La palabra «revelación» significa intrínsecamente «quitar el velo para dar a conocer lo que era previamente desconocido». En la teología judeocristiana, la palabra se usa primariamente para referirse a las comunicaciones de la verdad divina que Dios da al hombre, esto es, la manifestación de sí mismo o de su voluntad. Lo esencial del punto de vista bíblico es que el Logos es el agente divino en toda revelación, distinguiendo luego entre revelación general o universal (esto es, revelación en la naturaleza, en la historia y en la conciencia) y revelación especial o particular (esto es, revelación redentora llevada a cabo por medio de palabras y hechos maravillosos).

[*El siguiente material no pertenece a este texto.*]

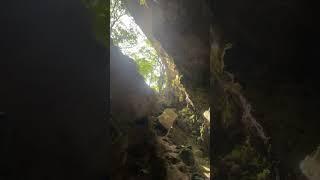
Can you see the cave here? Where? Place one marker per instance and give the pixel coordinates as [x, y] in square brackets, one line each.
[216, 89]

La revelación especial en la historia sagrada es coronada por la encarnación del Verbo viviente y la puesta por escrito de la palabra hablada. Por tanto, el evangelio de redención no es simplemente una serie de tesis abstractas sin relación con eventos históricos específicos, sino que es la buena nueva de que Dios ha actuado en la historia salvadora, la cual ha alcanzando su clímax en la persona y obra del Cristo encarnado (Heb. 1:2), para salvación de la humanidad perdida. Sin embargo, los hechos redentores de la historia bíblica no quedan sin interpretación. Su sentido auténtico es dado en las sagradas escrituras, a veces antes y otras veces después de los sucesos. Así que, la serie de actos sagrados incluye la provisión divina de un canon de escritos autoritativos, esto es, las Sagradas Escrituras, que proporcionan una fuente digna de crédito para el conocimiento de Dios y de su plan.

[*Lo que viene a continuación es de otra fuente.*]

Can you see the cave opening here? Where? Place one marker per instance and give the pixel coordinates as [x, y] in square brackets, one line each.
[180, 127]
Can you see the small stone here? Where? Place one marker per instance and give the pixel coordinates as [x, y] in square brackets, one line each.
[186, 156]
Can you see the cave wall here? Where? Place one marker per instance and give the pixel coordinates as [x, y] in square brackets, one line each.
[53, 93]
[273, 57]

A pesar de la distinción entre revelación general y especial, la revelación de Dios es de todos modos una unidad, y no se debe dividir en forma artificial. Aun antes de la caída del hombre, Adán en el Edén recibió instrucciones por medio de normas especialmente reveladas (por ejemplo, fructificar y multiplicarse, comer y no comer cierto fruto). En vista de la corrupción del hombre, después de la caída, sería del todo arbitrario que el hombre se apoyara en forma unilateral tan sólo en la revelación general. Esto no quiere decir que debamos minimizar el hecho e importancia de la revelación general, sobre la cual insiste la Biblia (Sal. 19; Ro. 1, 2). Pero tomadas solas, las así llamadas pruebas teístas han llevado a pocos hombres al Dios vivo. Tomás de Aquino supuso que Dios puede ser conocido por la razón natural aparte de la revelación que hemos recibido en Jesucristo. Pero esta suposición puede ser considerada, en realidad, como una involuntaria preparación para la rebelión de la filosofía moderna contra la revelación especial y su énfasis contrario solamente en la revelación general. Los diversos tipos de teísmos e idealismos especulativos que aparecieron en la aurora de este énfasis, fueron capaces sólo temporalmente de mantener una línea contra la declinación hacia el naturalismo.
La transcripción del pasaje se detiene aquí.